The Communist Party, officially atheist in its approach to the hereafter, must have assumed its dearly departed would be running the country forever. Several tombs show sculpted Soviet officials, a couple of them sitting dutifully at their desks; one depicts an especially fearsome-looking apparatchik talking on the phone. A short distance away, mutually assured destruction is the motif in the military section, where memorials dedicated to deceased generals and admirals are accessorized with mini-long-range bombers, atomic submarines and other components of the nuclear arms race. I get the distinct feeling that any of these guys would have been happy to drop the Big One.

"Bad people," sneers Ludmilla.

Andrei Gromyko, the Soviet foreign minister nicknamed "Comrade Nyet" for his obstinate negotiating style, was important enough to be in Novodevichy. Nikita Khrushchev was, too. Khrushchev built the Berlin Wall, then lost his job following the Cuban missile crisis. The former leader's tomb, topped by an oversize rendition of his bald head in what appears to be a vise, was designed by artist Ernst Neizvestny, whose work Khrushchev publicly denounced for its anti-Soviet tendencies.

It's odd that communists would choose the grounds of a church convent for their version of Forest Lawn. Were they simply stealing it, as Ludmilla suspects, or hedging their bets? In either case, nowhere in Russia is there a larger gathering of late hard-liners, or more convincing proof of Karl Marx's theory that history repeats itself, first as tragedy then as farce.
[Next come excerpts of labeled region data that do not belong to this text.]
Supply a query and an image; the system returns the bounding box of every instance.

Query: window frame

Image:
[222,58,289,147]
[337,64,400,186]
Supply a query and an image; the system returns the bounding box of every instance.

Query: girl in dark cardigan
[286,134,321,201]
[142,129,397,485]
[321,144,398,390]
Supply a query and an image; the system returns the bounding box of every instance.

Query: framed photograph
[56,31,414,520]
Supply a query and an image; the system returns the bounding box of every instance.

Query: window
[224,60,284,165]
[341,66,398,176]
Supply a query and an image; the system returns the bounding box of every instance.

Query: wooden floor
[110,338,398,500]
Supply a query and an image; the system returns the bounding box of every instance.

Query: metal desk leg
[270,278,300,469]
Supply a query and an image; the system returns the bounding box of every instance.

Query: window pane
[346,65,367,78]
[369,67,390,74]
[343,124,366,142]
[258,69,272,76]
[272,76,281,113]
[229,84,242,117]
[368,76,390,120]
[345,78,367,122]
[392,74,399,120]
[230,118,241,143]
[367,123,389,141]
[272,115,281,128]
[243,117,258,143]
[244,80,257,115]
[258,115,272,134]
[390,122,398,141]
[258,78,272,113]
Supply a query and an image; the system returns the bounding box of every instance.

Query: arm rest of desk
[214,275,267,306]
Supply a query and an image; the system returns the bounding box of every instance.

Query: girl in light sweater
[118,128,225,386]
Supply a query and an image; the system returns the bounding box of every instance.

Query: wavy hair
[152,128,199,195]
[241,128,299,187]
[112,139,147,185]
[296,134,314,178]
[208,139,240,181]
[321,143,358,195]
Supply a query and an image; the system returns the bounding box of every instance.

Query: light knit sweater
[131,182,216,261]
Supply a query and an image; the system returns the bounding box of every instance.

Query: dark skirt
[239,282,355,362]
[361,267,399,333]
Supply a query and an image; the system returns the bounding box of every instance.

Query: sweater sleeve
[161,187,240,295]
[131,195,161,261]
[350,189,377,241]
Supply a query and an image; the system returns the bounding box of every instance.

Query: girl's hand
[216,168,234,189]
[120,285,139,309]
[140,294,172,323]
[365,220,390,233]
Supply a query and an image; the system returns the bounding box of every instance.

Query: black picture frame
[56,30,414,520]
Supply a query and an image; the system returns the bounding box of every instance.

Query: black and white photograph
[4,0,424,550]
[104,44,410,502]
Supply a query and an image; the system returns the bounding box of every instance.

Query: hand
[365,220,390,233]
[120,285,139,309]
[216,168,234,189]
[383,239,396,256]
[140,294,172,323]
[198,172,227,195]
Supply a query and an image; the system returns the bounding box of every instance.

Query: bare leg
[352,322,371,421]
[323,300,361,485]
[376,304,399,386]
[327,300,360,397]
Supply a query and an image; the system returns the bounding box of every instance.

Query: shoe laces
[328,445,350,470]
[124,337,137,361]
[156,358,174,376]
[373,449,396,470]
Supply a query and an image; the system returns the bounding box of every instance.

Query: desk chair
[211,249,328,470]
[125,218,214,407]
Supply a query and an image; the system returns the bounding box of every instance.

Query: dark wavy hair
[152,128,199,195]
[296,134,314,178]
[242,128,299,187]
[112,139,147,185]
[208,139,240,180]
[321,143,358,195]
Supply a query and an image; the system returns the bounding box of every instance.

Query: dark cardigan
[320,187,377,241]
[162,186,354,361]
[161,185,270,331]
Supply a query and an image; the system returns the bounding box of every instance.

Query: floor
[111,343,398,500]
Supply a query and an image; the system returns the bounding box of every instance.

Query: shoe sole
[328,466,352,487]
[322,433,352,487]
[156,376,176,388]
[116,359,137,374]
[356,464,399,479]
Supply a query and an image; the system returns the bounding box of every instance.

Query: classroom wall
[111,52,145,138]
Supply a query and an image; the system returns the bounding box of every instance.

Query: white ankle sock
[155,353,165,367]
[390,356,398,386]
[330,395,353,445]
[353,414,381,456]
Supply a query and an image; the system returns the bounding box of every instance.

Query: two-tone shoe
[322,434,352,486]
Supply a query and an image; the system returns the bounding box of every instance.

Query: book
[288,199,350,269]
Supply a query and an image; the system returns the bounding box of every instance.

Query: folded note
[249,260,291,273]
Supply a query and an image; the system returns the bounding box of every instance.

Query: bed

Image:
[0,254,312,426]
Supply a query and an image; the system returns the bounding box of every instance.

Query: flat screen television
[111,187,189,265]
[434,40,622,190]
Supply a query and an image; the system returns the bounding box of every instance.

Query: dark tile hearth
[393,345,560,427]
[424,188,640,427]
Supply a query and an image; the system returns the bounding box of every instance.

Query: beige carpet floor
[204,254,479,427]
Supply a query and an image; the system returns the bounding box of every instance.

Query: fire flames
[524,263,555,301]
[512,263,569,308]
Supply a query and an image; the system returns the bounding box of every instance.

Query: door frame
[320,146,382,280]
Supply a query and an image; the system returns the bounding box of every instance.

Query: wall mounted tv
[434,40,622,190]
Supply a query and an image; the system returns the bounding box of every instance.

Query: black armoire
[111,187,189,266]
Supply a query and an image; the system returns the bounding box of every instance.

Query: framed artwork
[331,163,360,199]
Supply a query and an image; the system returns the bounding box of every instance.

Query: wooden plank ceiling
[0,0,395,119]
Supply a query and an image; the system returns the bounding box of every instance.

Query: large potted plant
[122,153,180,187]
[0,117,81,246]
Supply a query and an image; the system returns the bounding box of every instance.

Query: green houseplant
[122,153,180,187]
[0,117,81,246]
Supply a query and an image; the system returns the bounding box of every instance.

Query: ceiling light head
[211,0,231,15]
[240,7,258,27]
Raisa Gorbachev's grave, with its statue of a wistful young maiden gazing into a slate pond, is like a scene from a fairy tale. I didn't know commies were so romantic. Ludmilla says Mikhail Gorbachev, who presided over the demise of the Soviet Union, loved his wife very much. Then she mutters that he must have stolen the money to pay for such a lavish monument. Ludmilla, like many Russians of a certain age, complains about being caught between two worlds, one in which the government used to provide everything and one in which the government provides next to nothing. She places responsibility for the resulting hardship on Gorbachev and his successor, Boris Yeltsin, who, as Ludmilla sees it, gave away the country to criminals and foreign investors, terms Russians often use interchangeably.

On our way back to the entrance, we come to a part of the cemetery where birch bark covers the ground like sheets of parchment. This area is reserved for writers and composers, among them Anton Chekhov, Sergei Prokofiev and Nikolai Gogol, author of the comic masterpiece Dead Souls. Gogol's slyly smiling bust atop a 10-foot marble pedestal suggests that at least one of Novodevichy's residents has kept his sense of humor about the place.

It's nearly noon, time to head for the Metro. I say goodbye to Ludmilla, who looks disappointed with the $10 I give her. Is something wrong? She just shrugs and sighs. She was hoping for euros.